Two-month-old Slc30a10 Hif2a^fl/fl +/−Alb mice were analyzed for: liver Slc30a10 (A), Hif2a (B), and Hif1a (C) RNA levels, kidney Hif2a (D) and Hif1a (E) RNA levels, and liver (F) and kidney (G) Epo RNA levels by qPCR; body mass (H); RBC counts (I), hemoglobin levels (J), and hematocrits (K) by complete blood counts; bile flow rates (L); bile Mn levels by GFAAS (M); liver (N), bone (O), brain (P), pancreas (Q), and kidney (R) Mn levels by ICPES; blood Mn levels by GFAAS (S). Data are represented and statistics performed and annotated as in Fig. 1.

Fig. 6:. Slc30a10 deficiency prominently impacts hepatic gene expression.

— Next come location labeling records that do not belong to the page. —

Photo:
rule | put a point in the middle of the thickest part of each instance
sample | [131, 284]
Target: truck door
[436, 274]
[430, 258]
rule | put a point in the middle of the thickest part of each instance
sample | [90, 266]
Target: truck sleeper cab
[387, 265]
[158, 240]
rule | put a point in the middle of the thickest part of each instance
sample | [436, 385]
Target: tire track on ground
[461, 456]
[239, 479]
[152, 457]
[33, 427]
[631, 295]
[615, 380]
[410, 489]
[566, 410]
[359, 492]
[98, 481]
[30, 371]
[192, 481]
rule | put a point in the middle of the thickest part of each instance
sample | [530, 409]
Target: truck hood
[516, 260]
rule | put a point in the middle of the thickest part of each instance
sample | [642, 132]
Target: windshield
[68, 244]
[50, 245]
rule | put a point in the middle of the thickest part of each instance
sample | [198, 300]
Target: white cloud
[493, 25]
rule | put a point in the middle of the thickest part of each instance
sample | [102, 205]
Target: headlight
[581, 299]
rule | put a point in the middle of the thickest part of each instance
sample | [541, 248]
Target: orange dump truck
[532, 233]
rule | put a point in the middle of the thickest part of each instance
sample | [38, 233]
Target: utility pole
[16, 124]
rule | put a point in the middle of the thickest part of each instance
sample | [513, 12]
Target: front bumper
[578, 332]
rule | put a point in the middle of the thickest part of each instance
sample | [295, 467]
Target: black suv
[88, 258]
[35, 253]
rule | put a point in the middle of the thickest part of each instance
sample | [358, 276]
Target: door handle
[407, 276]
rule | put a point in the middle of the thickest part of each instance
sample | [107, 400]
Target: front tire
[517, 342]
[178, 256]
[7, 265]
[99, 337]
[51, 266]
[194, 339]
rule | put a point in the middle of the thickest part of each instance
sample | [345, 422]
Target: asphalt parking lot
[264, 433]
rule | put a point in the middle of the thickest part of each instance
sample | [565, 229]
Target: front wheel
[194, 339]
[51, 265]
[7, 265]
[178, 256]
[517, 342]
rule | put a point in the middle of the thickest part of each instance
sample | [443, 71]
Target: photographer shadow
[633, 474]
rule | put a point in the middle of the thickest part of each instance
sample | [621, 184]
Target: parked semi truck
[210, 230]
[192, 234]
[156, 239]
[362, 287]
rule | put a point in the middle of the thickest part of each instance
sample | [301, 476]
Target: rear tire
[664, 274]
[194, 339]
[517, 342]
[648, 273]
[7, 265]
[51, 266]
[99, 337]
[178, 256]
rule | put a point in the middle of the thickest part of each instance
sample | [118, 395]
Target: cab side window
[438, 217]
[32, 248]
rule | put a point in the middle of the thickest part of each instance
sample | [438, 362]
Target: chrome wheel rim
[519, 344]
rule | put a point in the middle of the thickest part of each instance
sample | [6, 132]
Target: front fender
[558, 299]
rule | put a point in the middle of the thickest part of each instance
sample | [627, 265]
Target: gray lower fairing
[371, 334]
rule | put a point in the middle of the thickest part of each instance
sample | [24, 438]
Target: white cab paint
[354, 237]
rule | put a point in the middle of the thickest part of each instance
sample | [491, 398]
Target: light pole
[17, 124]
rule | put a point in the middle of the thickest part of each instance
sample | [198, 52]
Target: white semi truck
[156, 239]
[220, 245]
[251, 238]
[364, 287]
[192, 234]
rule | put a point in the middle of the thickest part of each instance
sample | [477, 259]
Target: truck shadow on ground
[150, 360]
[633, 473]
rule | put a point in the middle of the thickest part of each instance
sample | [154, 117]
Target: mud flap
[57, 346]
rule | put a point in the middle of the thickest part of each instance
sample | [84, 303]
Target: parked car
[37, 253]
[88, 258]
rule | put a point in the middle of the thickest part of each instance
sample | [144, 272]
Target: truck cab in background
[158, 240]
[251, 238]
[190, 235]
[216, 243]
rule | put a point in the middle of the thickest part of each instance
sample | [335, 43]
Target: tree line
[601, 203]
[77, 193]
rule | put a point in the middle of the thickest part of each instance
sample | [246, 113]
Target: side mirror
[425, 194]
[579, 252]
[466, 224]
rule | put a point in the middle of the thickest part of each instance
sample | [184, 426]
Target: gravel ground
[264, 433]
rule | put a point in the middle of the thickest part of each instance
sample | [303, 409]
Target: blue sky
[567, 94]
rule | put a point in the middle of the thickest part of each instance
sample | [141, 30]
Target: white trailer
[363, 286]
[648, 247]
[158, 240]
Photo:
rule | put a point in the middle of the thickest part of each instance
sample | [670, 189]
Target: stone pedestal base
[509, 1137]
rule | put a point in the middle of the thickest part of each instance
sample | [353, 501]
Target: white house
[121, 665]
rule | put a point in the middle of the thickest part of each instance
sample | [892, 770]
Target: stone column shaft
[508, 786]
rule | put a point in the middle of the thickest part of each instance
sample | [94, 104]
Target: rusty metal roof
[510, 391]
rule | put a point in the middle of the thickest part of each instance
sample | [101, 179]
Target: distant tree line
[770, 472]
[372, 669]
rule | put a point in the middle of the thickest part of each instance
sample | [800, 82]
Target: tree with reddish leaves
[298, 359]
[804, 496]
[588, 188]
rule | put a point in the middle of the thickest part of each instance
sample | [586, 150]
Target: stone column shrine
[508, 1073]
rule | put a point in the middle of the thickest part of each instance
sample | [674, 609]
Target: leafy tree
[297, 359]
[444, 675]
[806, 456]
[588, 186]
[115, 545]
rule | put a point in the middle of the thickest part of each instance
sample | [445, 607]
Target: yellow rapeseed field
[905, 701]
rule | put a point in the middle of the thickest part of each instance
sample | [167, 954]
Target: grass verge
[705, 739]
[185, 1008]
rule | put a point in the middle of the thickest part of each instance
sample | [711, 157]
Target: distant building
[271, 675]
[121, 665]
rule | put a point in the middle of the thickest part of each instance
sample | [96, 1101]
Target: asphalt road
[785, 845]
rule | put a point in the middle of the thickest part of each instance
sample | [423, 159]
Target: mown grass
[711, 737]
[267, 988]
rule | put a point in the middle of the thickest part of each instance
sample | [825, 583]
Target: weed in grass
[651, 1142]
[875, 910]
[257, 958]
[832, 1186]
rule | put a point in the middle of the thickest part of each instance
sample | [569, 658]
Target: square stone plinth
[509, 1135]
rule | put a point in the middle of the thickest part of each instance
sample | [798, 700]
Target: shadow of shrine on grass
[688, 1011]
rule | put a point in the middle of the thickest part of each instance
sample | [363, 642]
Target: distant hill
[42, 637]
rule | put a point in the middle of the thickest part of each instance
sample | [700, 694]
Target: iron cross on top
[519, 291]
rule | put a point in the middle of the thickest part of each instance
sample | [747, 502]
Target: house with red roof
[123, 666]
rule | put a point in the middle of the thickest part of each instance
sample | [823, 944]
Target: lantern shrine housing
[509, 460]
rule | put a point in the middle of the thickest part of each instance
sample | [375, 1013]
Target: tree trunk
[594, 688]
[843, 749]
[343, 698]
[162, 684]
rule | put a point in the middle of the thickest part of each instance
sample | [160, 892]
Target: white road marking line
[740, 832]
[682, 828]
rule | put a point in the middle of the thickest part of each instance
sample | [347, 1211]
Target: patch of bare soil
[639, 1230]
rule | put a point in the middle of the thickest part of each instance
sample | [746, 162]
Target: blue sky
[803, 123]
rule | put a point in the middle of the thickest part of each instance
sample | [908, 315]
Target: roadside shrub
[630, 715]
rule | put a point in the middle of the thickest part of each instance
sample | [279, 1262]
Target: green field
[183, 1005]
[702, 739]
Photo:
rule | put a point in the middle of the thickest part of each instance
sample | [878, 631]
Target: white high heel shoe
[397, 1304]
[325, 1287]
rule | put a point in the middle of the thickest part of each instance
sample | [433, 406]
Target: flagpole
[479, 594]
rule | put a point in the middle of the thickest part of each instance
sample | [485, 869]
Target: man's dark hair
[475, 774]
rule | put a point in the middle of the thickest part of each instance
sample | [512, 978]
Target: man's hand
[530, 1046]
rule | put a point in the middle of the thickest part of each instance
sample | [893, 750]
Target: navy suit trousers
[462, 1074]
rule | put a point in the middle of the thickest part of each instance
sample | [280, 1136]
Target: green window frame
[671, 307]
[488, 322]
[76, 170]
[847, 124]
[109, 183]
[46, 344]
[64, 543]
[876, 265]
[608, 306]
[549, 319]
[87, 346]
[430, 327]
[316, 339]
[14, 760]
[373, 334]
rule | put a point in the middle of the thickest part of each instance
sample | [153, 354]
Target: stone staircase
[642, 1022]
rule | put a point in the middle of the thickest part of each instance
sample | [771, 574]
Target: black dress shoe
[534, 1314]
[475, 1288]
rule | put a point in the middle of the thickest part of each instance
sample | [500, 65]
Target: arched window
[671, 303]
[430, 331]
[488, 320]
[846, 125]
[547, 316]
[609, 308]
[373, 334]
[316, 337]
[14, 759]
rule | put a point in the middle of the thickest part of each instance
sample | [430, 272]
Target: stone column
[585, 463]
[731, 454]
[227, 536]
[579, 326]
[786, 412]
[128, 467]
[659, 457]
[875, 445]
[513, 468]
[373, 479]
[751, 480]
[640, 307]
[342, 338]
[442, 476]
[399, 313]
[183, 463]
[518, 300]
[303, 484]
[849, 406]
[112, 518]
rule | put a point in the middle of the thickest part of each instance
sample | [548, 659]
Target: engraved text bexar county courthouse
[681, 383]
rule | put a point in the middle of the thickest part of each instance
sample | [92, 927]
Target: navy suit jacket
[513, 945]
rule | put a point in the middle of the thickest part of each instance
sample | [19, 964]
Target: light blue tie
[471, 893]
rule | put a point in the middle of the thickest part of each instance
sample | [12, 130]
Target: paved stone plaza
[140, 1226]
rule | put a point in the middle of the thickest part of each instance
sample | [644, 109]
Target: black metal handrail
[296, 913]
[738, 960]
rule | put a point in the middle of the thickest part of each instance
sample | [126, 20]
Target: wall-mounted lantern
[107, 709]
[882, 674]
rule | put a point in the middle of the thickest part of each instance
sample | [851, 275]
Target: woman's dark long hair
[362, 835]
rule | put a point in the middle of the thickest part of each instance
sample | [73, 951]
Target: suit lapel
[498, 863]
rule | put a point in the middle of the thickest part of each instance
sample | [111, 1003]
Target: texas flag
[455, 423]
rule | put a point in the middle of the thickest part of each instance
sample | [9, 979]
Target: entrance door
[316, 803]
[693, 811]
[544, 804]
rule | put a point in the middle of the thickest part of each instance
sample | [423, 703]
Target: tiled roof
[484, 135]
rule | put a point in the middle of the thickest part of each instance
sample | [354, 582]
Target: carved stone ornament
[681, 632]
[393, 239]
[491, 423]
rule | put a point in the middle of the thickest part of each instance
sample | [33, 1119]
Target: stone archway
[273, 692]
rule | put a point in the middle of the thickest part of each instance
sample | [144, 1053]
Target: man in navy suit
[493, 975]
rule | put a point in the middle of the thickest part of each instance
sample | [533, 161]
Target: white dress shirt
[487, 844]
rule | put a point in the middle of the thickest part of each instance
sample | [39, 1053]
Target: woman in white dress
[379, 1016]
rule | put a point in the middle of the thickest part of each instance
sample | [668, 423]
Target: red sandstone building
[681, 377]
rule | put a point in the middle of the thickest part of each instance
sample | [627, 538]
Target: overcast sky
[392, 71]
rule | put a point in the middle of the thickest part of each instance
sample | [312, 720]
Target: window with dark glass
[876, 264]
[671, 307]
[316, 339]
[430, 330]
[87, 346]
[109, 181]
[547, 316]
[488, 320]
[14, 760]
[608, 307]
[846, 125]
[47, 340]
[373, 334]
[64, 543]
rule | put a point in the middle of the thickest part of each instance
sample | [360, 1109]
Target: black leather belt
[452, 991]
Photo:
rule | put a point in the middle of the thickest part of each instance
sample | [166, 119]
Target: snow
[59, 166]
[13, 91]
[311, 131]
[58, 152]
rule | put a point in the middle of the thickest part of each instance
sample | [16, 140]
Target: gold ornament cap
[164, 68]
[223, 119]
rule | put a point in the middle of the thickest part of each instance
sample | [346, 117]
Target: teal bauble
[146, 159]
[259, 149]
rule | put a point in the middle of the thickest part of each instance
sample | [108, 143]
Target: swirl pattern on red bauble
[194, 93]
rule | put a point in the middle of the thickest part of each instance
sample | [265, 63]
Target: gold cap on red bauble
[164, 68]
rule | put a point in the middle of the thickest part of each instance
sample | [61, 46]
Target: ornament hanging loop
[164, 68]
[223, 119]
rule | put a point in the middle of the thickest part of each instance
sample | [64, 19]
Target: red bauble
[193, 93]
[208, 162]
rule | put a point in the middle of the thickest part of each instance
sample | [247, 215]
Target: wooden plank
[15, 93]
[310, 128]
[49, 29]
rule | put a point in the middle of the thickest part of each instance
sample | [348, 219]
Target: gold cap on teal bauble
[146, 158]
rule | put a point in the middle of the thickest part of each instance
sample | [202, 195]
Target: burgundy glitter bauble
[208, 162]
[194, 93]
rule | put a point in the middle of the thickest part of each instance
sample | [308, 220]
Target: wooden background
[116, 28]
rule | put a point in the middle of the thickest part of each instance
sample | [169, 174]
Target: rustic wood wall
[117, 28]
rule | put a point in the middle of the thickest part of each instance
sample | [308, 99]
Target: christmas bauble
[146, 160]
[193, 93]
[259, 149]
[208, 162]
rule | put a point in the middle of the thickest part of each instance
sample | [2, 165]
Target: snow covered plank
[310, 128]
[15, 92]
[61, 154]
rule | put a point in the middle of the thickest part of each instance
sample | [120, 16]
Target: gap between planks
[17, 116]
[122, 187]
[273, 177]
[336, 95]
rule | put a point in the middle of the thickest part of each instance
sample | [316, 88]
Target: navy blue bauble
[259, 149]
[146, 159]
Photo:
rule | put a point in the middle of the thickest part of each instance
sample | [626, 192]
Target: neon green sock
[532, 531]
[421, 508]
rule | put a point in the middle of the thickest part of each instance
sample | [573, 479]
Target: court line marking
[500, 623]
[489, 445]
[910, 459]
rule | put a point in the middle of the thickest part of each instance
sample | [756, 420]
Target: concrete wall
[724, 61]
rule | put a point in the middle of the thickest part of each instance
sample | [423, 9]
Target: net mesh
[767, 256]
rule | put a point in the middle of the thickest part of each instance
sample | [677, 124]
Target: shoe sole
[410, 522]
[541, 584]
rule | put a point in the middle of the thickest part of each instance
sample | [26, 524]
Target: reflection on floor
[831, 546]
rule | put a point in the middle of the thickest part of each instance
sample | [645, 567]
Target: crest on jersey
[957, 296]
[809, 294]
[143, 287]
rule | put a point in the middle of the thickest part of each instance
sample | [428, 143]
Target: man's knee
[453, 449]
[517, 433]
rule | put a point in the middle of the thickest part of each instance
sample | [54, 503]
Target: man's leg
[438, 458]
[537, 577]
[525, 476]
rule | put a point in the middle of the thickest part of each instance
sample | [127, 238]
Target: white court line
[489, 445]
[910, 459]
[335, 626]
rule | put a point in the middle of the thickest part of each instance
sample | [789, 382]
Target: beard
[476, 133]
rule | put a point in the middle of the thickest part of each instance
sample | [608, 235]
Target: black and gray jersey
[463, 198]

Principal component (A, B) and similarity analysis (C, D) of samples and volcano plots (E, F) of genes differentially expressed between Slc30a10^+/+ Hif1a^fl/fl or Hif2a^fl/fl mice and Slc30a10^−/− Hif1a^fl/fl or Hif2a^fl/fl mice; female (A, B, E) and male (C, D, F). In volcano plots, differentially expressed genes (adjusted P value<0.05 and absolute value of log₂(fold change)>1) are shown as light orange points with gene names shown adjacent as space permitted; non-differentially expressed genes are shown as blue points; x-y coordinates of additional genes of interest shown in smaller box. Genes with log₂(fold change)<0 are more abundantly expressed in first group listed in box at top of plot; genes with log₂(fold change)>0 are more abundantly expressed in second group listed.

Fig. 7:. Hepatic Hif1a deficiency has minimal impact on hepatic gene expression in Slc30a10^−/− mice.

Principal component (A, B) and similarity analysis (C, D) of samples and volcano plots (E, F) of genes differentially expressed between Slc30a10^+/+ Hif1a^fl/fl and Slc30a10^−/− Hif1a^fl/fl mice (A-C) and between Slc30a10^−/− Hif1a^fl/fl and Slc30a10^−/− Hif1a^fl/fl Alb mice (D-F). Volcano plots represented as described in Fig. 6.

Fig. 8:. Hepatic Hif2a deficiency has a prominent impact on hepatic gene expression in Slc30a10^−/− mice.

Principal component (A, B) and similarity analysis (C, D) of samples and volcano plots (E, F) of genes differentially expressed between Slc30a10^+/+ Hif2a^fl/fl and Slc30a10^−/− Hif2a^fl/fl mice (A-C) and between Slc30a10^−/− Hif2a^fl/fl and Slc30a10^−/− Hif2a^fl/fl Alb mice (D-F). Volcano plots are represented as described in Fig. 6. (G) Venn diagram of differentially expressed genes from (E, F).

Fig. 9:. Hepatic genes differentially expressed between Slc30a10^−/− Hif1a^fl/fl Alb and Slc30a10^−/− Hif2a^fl/fl Alb mice align largely with cell cycle and metabolism pathways.

(A-C) Principal component (A) and similarity analysis (B) of samples and volcano plot (C) of genes differentially expressed between Slc30a10^−/− Hif1a^fl/fl Alb and Slc30a10^−/− Hif2a^fl/fl Alb mice. Volcano plot is represented as in Fig. 6. (D-E) Gene enrichment analysis. (F) Heat map of gene expression for genes aligned with pathways encircled by dashed shape in (E).

Fig. 10:. Hepatic Hif2a deficiency impacts iron (Fe) homeostasis in Slc30a10^−/− mice.

(A-D) Mice from Fig. 1A–F were analyzed for: (A) liver hepcidin (Hamp) RNA levels by qPCR; (B) serum Epo levels by ELISA; (C) ⁵⁹Fe absorption by gastric gavage; (D) total Fe levels in spleen by ICPES; (E) non-heme Fe levels in spleen by bathophenanthroline-based assay. (F-H) Mice from Fig. 2–4 were analyzed for liver Hamp RNA levels by qPCR. Data are represented and statistics performed and annotated as in Fig. 1.